Cone Beam Iterative Reconstruction

This example demonstrates gradient-based iterative reconstruction for 3D cone beam CT using the differentiable ConeProjectorFunction from diffct.

Overview

3D cone beam iterative reconstruction extends optimization methods to full volumetric reconstruction. This example shows how to:

  • Formulate 3D cone beam CT reconstruction as a large-scale optimization problem

  • Handle the computational complexity of 3D forward and backward projections

  • Apply memory-efficient optimization strategies for volumetric data

  • Monitor convergence in high-dimensional parameter space

Mathematical Background

3D Cone Beam Iterative Formulation

The 3D reconstruction problem is formulated as:

\[\hat{f} = \arg\min_f \|A_{\text{cone}}(f) - p\|_2^2 + \lambda R(f)\]

where: - \(f(x,y,z)\) is the unknown 3D volume - \(A_{\text{cone}}\) is the cone beam forward projection operator - \(p(\phi, u, v)\) is the measured 2D projection data - \(R(f)\) is an optional 3D regularization term

3D Forward Projection

The cone beam forward projection integrates along rays through the 3D volume:

\[p(\phi, u, v) = \int_0^{\infty} f\left(\vec{r}_s(\phi) + t \cdot \vec{d}(\phi, u, v)\right) dt\]

where \(\vec{r}_s(\phi)\) is the source position and \(\vec{d}(\phi, u, v)\) is the ray direction vector.

3D Gradient Computation

The gradient of the 3D loss function uses the cone beam backprojection operator:

\[\frac{\partial L}{\partial f} = 2A_{\text{cone}}^T(A_{\text{cone}}(f) - p_{\text{measured}})\]
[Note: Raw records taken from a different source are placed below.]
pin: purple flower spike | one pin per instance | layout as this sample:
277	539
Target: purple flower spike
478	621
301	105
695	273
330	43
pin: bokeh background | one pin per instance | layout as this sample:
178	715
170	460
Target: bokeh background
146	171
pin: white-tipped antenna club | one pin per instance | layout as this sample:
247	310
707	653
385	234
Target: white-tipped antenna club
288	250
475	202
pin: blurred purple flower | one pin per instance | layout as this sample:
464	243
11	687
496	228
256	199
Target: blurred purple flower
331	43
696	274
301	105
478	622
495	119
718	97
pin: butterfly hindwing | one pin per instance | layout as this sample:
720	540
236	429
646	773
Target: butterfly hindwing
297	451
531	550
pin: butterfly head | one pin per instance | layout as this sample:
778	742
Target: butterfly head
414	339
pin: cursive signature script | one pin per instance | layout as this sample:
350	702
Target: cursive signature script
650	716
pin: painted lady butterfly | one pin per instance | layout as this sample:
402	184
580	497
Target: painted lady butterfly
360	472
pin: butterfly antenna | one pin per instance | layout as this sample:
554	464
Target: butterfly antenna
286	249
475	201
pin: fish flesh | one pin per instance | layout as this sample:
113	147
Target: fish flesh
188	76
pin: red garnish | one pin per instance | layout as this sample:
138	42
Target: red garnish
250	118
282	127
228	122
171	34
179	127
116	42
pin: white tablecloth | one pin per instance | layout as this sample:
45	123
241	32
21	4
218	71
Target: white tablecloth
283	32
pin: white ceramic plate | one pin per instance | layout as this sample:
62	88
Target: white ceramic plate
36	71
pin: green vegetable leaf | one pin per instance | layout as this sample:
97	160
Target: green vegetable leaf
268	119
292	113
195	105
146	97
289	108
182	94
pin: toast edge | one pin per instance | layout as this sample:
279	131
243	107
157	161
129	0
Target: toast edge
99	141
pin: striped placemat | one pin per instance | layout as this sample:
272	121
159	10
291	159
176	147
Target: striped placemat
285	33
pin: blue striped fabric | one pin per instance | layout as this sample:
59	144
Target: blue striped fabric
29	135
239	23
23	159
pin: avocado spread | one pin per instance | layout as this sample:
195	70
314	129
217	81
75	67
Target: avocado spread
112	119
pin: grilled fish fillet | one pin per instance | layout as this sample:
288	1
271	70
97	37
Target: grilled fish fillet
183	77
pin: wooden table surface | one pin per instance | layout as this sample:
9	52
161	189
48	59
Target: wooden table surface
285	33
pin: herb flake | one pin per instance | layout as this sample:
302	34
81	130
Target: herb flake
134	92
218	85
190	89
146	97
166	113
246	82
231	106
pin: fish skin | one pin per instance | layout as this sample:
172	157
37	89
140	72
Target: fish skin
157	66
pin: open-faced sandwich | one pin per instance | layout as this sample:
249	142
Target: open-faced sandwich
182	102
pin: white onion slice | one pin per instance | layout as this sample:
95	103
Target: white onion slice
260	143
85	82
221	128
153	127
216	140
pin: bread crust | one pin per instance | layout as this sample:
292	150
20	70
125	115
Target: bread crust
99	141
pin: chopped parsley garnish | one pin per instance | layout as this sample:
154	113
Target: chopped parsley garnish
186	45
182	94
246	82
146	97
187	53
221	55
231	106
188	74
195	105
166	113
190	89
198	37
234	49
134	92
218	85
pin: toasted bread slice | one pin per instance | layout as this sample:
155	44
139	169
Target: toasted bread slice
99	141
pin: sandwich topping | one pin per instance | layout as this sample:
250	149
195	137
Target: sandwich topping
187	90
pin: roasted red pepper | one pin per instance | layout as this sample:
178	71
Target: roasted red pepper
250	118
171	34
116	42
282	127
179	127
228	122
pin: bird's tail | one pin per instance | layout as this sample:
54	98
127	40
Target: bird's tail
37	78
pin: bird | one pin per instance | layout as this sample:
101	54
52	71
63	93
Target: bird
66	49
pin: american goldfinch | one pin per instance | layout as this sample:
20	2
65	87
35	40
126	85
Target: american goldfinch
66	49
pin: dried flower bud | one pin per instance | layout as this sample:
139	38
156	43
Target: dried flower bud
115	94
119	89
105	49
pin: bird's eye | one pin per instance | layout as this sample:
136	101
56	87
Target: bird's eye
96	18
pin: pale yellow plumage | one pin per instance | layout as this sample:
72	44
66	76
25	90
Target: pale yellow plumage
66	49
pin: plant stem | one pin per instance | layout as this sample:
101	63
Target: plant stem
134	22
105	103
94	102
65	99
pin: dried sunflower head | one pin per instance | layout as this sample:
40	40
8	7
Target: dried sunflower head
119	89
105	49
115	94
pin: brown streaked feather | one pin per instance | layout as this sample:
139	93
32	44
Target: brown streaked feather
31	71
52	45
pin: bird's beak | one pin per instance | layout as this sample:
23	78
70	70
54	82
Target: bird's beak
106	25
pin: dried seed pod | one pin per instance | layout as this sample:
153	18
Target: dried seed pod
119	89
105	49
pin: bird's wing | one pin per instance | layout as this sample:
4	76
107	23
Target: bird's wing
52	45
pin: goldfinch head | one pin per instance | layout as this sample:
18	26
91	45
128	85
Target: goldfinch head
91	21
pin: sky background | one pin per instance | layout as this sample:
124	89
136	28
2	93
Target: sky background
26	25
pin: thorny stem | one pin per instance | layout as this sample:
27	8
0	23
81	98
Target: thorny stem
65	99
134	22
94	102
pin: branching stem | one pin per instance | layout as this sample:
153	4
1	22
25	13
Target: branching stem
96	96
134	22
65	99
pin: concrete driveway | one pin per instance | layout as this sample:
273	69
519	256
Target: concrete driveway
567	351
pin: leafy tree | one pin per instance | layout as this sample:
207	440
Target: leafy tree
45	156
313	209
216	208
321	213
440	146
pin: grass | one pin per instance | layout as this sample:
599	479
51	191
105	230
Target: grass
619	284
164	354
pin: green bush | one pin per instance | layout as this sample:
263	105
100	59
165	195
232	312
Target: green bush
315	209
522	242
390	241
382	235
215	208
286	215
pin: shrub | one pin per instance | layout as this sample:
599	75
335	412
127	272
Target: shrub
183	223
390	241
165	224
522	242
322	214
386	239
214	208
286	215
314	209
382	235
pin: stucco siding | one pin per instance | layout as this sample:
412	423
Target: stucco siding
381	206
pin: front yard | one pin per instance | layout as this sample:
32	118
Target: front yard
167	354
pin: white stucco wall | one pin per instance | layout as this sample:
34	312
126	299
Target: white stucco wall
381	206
where \(A_{\text{cone}}^T\) is the 3D cone beam backprojection operator (adjoint).

Computational Complexity

3D reconstruction presents significant computational challenges:

  • Memory Requirements: \(O(N^3)\) for volume storage vs \(O(N^2)\) for 2D images

  • Projection Data: \(O(N_{\phi} \times N_u \times N_v)\) 2D projections

  • Forward/Backward Operations: \(O(N^3 \times N_{\phi})\) computational complexity

  • Gradient Storage: Additional memory for automatic differentiation

Implementation Steps

  1. 3D Problem Setup: Define parameterized 3D volume as learnable tensor

  2. Cone Beam Forward Model: Use ConeProjectorFunction for 2D projection prediction

  3. Loss Computation: Calculate L2 distance between predicted and measured projections

  4. 3D Gradient Computation: Use automatic differentiation through cone beam operators

  5. Memory-Efficient Optimization: Apply strategies to handle large 3D parameter space

  6. Convergence Monitoring: Track loss and 3D reconstruction quality

Model Architecture

The 3D reconstruction model consists of:

  • Parameterized Volume: Learnable 3D tensor representing the unknown volume

  • Cone Beam Forward Model: ConeProjectorFunction with 3D geometry parameters

  • Loss Function: Mean squared error between predicted and measured 2D projections

3D Regularization Options

Common 3D regularization terms:

  1. 3D Total Variation: \(R_{\text{TV}}(f) = \sum_{x,y,z} \|\nabla f(x,y,z)\|_2\)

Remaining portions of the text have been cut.